Building Financial Independence

Building financial independence relies on a combination of decreasing cost of living, increasing the amount that is saved, and increasing the amount of money you earn from those savings. Many Americans live paycheck-to-paycheck, which means that they have no savings and no financial independence. For most of these people, building independence is not possible, but for some, financial independence simply requires budgeting.

Decreasing Cost of Living

Decreasing your cost of living helps to build both temporary and permanent independence. The less you spend, the farther the same amount of money goes—or the less you need to be earning to cover it. Therefore, decreasing your cost of living increases your temporary independence because you will be able to survive longer before you run out of money and must return to work. Decreasing your cost of living increases your permanent independence because your passive income and capital gains do not need to generate as much to cover your costs.

Perhaps just as powerful is not increasing your cost of living. “Lifestyle Creep” is the term for slowly allowing yourself to spend more money—it is the financial equivalent of failing a diet and developing a donut habit. Going shopping more often, eating out more, buying a new car instead of a used car—these are all examples of lifestyle creep. Sometimes, it is okay to allow a little lifestyle creep—we discuss that in Getting a Raise—but you should always be careful about how much you allow your lifestyle to creep.

Increasing the Amount in Savings

The most successful strategy to increase the amount you save is to set aside money from every paycheck before you spend anything. Determining how much is discussed in greater length later.

Increasing the amount in savings can increase your temporary independence by increasing the amount of money you have to live off of; and it can increase your permanent independence by increasing the amount of money that is working for you (increasing your passive income and capital gains).

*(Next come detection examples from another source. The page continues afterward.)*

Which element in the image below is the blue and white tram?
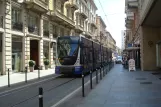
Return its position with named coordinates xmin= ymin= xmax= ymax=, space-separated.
xmin=55 ymin=36 xmax=111 ymax=75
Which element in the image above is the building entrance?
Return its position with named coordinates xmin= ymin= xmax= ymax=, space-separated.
xmin=30 ymin=40 xmax=39 ymax=70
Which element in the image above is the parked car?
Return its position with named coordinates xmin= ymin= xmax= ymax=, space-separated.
xmin=115 ymin=56 xmax=122 ymax=64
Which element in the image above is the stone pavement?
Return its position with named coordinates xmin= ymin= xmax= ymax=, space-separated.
xmin=0 ymin=69 xmax=55 ymax=88
xmin=60 ymin=64 xmax=161 ymax=107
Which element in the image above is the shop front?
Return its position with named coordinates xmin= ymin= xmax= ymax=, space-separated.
xmin=12 ymin=35 xmax=22 ymax=72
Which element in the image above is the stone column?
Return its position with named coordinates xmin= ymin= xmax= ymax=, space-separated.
xmin=141 ymin=27 xmax=160 ymax=71
xmin=39 ymin=17 xmax=44 ymax=69
xmin=49 ymin=22 xmax=54 ymax=68
xmin=2 ymin=1 xmax=12 ymax=75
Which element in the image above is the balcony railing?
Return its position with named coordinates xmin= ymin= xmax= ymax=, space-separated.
xmin=0 ymin=16 xmax=3 ymax=28
xmin=53 ymin=33 xmax=58 ymax=39
xmin=25 ymin=0 xmax=49 ymax=12
xmin=43 ymin=31 xmax=49 ymax=38
xmin=80 ymin=8 xmax=88 ymax=19
xmin=75 ymin=25 xmax=83 ymax=32
xmin=52 ymin=10 xmax=75 ymax=26
xmin=28 ymin=25 xmax=39 ymax=35
xmin=12 ymin=22 xmax=23 ymax=31
xmin=71 ymin=0 xmax=79 ymax=10
xmin=127 ymin=0 xmax=139 ymax=10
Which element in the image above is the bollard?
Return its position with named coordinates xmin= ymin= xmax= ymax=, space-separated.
xmin=39 ymin=87 xmax=43 ymax=107
xmin=38 ymin=67 xmax=40 ymax=79
xmin=82 ymin=71 xmax=84 ymax=97
xmin=100 ymin=67 xmax=102 ymax=80
xmin=25 ymin=67 xmax=28 ymax=83
xmin=90 ymin=71 xmax=92 ymax=89
xmin=96 ymin=69 xmax=98 ymax=84
xmin=8 ymin=68 xmax=10 ymax=87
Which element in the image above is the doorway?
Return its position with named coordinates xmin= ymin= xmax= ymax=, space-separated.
xmin=30 ymin=40 xmax=39 ymax=70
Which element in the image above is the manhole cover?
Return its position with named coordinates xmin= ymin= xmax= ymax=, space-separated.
xmin=152 ymin=72 xmax=161 ymax=75
xmin=140 ymin=82 xmax=152 ymax=84
xmin=136 ymin=78 xmax=146 ymax=80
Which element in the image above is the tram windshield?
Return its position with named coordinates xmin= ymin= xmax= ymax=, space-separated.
xmin=57 ymin=36 xmax=79 ymax=65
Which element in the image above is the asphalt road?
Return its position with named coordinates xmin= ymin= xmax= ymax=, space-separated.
xmin=0 ymin=67 xmax=107 ymax=107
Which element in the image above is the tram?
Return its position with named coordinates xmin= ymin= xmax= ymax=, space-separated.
xmin=55 ymin=36 xmax=112 ymax=75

Increasing the Efficiency of Savings

Your savings is more efficient when it is producing more income. Increasing the efficiency of your savings would require moving it from something like a simple savings account into something like a mutual fund or into a property to rent out. The amount you have in savings will start growing instead of staying the same. This increases your temporary financial independence by increasing the amount in your savings. This increases your permanent financial independence because it will increase your passive income and/or capital gains.

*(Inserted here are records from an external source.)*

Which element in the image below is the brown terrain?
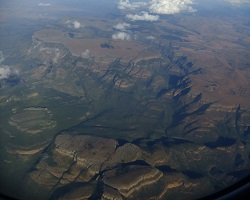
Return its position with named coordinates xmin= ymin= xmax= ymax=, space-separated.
xmin=0 ymin=5 xmax=250 ymax=199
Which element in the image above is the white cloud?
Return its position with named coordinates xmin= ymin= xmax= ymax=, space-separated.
xmin=126 ymin=12 xmax=159 ymax=22
xmin=224 ymin=0 xmax=250 ymax=5
xmin=118 ymin=0 xmax=147 ymax=10
xmin=73 ymin=21 xmax=81 ymax=29
xmin=149 ymin=0 xmax=196 ymax=14
xmin=113 ymin=22 xmax=130 ymax=31
xmin=38 ymin=3 xmax=51 ymax=6
xmin=112 ymin=32 xmax=130 ymax=40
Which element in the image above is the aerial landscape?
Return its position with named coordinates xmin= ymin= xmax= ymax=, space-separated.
xmin=0 ymin=0 xmax=250 ymax=200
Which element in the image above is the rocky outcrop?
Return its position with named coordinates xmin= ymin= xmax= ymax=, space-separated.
xmin=103 ymin=166 xmax=163 ymax=199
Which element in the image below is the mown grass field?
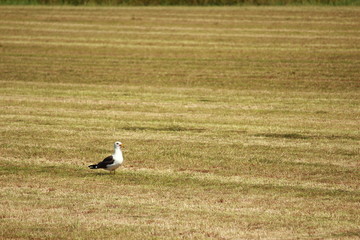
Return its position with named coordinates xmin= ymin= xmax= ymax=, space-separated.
xmin=0 ymin=6 xmax=360 ymax=239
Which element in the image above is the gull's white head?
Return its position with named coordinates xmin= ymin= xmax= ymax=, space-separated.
xmin=114 ymin=141 xmax=123 ymax=149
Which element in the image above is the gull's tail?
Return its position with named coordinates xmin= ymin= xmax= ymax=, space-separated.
xmin=88 ymin=164 xmax=98 ymax=169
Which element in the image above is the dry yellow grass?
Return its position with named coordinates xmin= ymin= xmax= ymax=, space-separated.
xmin=0 ymin=6 xmax=360 ymax=239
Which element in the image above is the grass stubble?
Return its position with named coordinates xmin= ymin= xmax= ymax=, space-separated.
xmin=0 ymin=6 xmax=360 ymax=239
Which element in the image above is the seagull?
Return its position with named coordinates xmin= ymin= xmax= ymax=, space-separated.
xmin=88 ymin=142 xmax=124 ymax=174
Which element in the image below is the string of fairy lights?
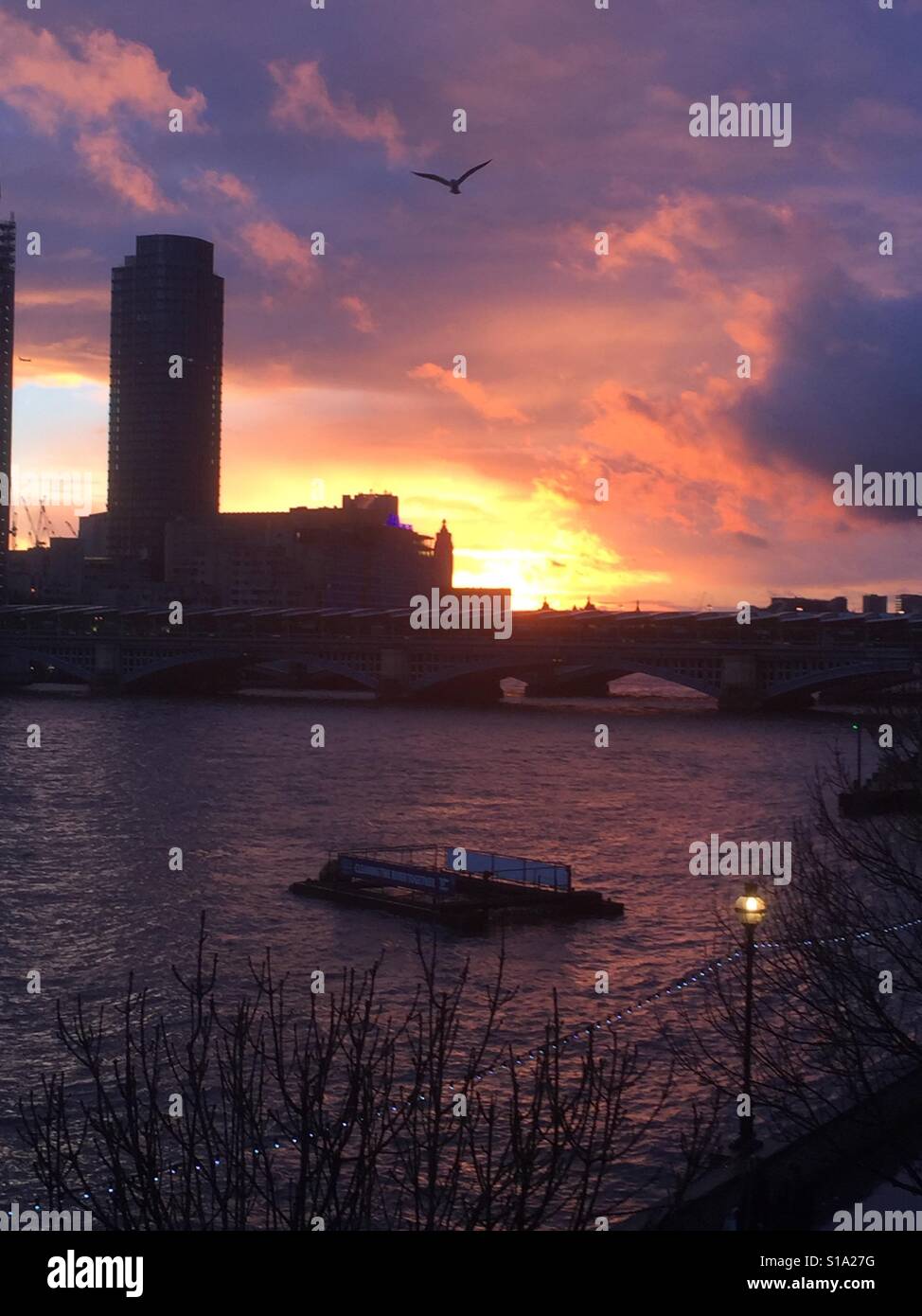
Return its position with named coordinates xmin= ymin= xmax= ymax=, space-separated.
xmin=7 ymin=917 xmax=922 ymax=1215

One Final Note: Factoring in Inflation

Some of you are thinking “that’s good and all, but what about inflation?” Over a long period of time, inflation matters. Inflation means that your cost of living goes up every year, even if you are not buying more things. It also means that your savings cannot buy as much next year, even though it didn’t shrink.

The solution to this lies in the efficiency of your savings. When you save your money in something like a mutual fund, it will usually (certainly on average over several years) grow faster than inflation. This means that your savings will be able to accommodate the higher cost of living. If you are permanently financially independent, you should consider the increasing cost of living that arises from inflation.